Стаф подскочил к уряднику и бодрым басом доложил:
– Брянкин, по вашему приказанию прибыл!
Орлов протянул:
– Лихо, лихо. И кто ж тебя научил разогреваться по-казацки.
Стаф решил не юлить, а говорить правду:
– Наставник мой во Франции, отставной оренбургский казак, Орлов Тимофей Пантелеевич.
Урядник изумленно сглотнул и по-отечески тепло продолжил:
– Вот это новость, так новость. Спасибо тебе, Брянкин, за хорошую весть. Иди, одевайся, я скажу начальнику караула, что забрал тебя. У калитки встретимся.

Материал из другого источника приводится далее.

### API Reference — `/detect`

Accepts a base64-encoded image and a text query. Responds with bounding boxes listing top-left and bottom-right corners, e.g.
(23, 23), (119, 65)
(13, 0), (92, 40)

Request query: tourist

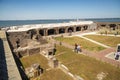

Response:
(74, 43), (78, 52)
(115, 50), (120, 60)
(77, 45), (82, 53)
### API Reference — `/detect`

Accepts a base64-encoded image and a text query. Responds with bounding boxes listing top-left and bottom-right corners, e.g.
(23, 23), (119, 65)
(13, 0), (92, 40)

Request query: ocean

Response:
(0, 18), (120, 27)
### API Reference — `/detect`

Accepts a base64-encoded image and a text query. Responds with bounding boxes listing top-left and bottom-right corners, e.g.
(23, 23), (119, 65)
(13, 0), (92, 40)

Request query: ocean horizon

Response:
(0, 18), (120, 28)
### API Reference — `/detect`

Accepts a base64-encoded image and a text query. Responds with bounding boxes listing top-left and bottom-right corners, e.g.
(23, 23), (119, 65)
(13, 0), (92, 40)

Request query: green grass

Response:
(98, 28), (120, 35)
(85, 35), (120, 47)
(55, 37), (105, 52)
(20, 54), (49, 69)
(56, 46), (120, 80)
(20, 54), (72, 80)
(40, 69), (73, 80)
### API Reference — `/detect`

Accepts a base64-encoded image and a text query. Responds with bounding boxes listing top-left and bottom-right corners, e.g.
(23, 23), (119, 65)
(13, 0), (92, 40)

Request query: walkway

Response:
(0, 31), (22, 80)
(54, 37), (120, 67)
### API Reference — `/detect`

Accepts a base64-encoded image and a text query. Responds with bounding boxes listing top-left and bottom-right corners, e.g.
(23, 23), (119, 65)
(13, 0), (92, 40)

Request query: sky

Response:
(0, 0), (120, 20)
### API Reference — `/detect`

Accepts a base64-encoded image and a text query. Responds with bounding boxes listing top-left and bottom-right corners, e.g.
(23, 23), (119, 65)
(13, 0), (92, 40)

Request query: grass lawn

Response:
(56, 46), (120, 80)
(55, 37), (105, 52)
(40, 69), (73, 80)
(85, 35), (120, 47)
(20, 54), (49, 69)
(20, 54), (72, 80)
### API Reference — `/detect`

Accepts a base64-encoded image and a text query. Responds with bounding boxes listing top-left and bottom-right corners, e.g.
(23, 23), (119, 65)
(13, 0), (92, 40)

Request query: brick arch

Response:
(67, 27), (74, 32)
(47, 29), (56, 35)
(39, 29), (45, 36)
(76, 26), (81, 31)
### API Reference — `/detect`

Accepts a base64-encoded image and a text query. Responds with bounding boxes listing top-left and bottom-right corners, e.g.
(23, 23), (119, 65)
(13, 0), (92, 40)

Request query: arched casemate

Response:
(83, 25), (88, 30)
(39, 29), (45, 36)
(67, 27), (74, 32)
(109, 24), (116, 30)
(59, 28), (65, 34)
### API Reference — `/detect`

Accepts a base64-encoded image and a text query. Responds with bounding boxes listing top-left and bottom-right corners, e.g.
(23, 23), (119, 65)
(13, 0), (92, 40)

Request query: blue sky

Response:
(0, 0), (120, 20)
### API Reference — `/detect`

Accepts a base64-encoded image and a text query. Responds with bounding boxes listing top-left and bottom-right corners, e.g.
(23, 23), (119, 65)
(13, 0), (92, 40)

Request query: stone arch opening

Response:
(76, 26), (81, 31)
(48, 29), (56, 35)
(30, 29), (37, 39)
(101, 24), (106, 27)
(68, 27), (74, 33)
(109, 24), (116, 30)
(83, 25), (88, 30)
(39, 29), (44, 36)
(59, 28), (65, 34)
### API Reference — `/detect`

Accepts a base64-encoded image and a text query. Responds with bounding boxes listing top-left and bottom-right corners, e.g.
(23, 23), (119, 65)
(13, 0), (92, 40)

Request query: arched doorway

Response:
(39, 29), (44, 36)
(76, 26), (81, 31)
(59, 28), (65, 34)
(109, 24), (116, 30)
(83, 25), (88, 30)
(68, 27), (74, 33)
(48, 29), (56, 35)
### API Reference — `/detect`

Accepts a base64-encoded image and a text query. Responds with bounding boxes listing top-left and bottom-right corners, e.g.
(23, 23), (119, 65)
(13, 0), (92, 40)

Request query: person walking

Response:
(74, 43), (78, 52)
(115, 50), (120, 60)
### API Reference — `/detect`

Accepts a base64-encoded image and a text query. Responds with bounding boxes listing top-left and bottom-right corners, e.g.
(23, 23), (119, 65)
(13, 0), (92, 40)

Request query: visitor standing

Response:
(115, 50), (120, 60)
(74, 43), (78, 52)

Всю дорогу Орлов выпытывал у Евстафия подробности внешности, осанки и возраста его наставника. И про глаза спрашивал, и про уши. Когда услышал от Стафа про серебряные серьги в ушах наставника, то надолго задумался. Так в молчании они и пришли к кухонному месту. И только по окончанию раздачи пищи казакам он глубокомысленно высказал Стафу:
– Видно на роду у нас Орловых записано, чтоб мы наставляли тебя на правильный воинский путь. Теперь вот я немного побыл у тебя в наставниках. И я тебе скажу, будешь держаться наших обычаев и традиций, выбьешься в люди, поэтому, что задумал, то выполняй с честью и рвением, тогда выйдет из тебя толк. Удачи тебе, сынок!
Г Л А В А 7
Беседа Брянкина Евстафия Никифоровича с наказным атаманом Уральского казачьего войска генералом Веревкиным Николаем Александровичем прошла в позитивном ключе для обоих собеседников. Стаф выложил заранее заготовленную версию своего появления в зимней кайсакской степи, которую Николай Александрович принял на веру, так как ни документов, ни донесений по поводу продвижения торгового каравана немецкого купца ему не поступало. Также Стаф рассказал о стычке с разбойниками – киргизами и добропорядочном кипчаке Талгате Кулжигите и его семье. О постигшем их несчастье и своей помощи им. Об одиночном путешествии в сторону Уральска. Юношу, развитого физически, подготовленного к жизни русским казачьим наставником, основательно знающего основы мироздания и, к тому же, изъявившего горячее желание учиться военному делу, генерал распорядился причислить к атаманским детям, то есть, к сиротам, не имеющим родителей и воспитывающихся в военных школах за казенный счет. Присутствующий на беседе старший адъютант Арсентьев внимательно записывал все пожелания и распоряжения генерала. Генерал Веревкин отнесся с большой симпатией к молодому парню, который при беседе держался с достоинством и тактом. Юноша на вопросы отвечал кратко, но емко, по делу. Насчет обретаемых где-то на просторах России его родителей, генерал посоветовал ему не волноваться, а постигать учебу в Неплюевской военной гимназии, куда он будет зачислен по приезду в город Оренбург со старшим адъютантом Арсентьевым. Запрос на поиски родителей господин Арсентьев сделает в жандармском управлении Оренбурга, по приезду туда. На прощание генерал выразил уверенность в том, что сведения о военном гимназисте Брянкине из гимназии будут поступать ему только хорошие и отличные, потому как с атаманских детей и спрос больший, чем с простых гимназистов. Стаф в конце беседы назвал генерала просто Николаем Александровичем и поблагодарил его, сказав, что благодарен ему от всего сердца, чем вызвал вспышку отцовской нежности у генерала. Атаман грузно поднялся с кресла, подошел к Евстафию и крепко обнял того за плечи, потом отстранил его и подтолкнул к дверям со словами:
– Да пребудет с тобою Бог!
И перекрестил выходящего Евстафия в спину. Старший адъютант ничем не выдал своего изумления при произошедшей сцене, только еще больше проникся уважением к атаману.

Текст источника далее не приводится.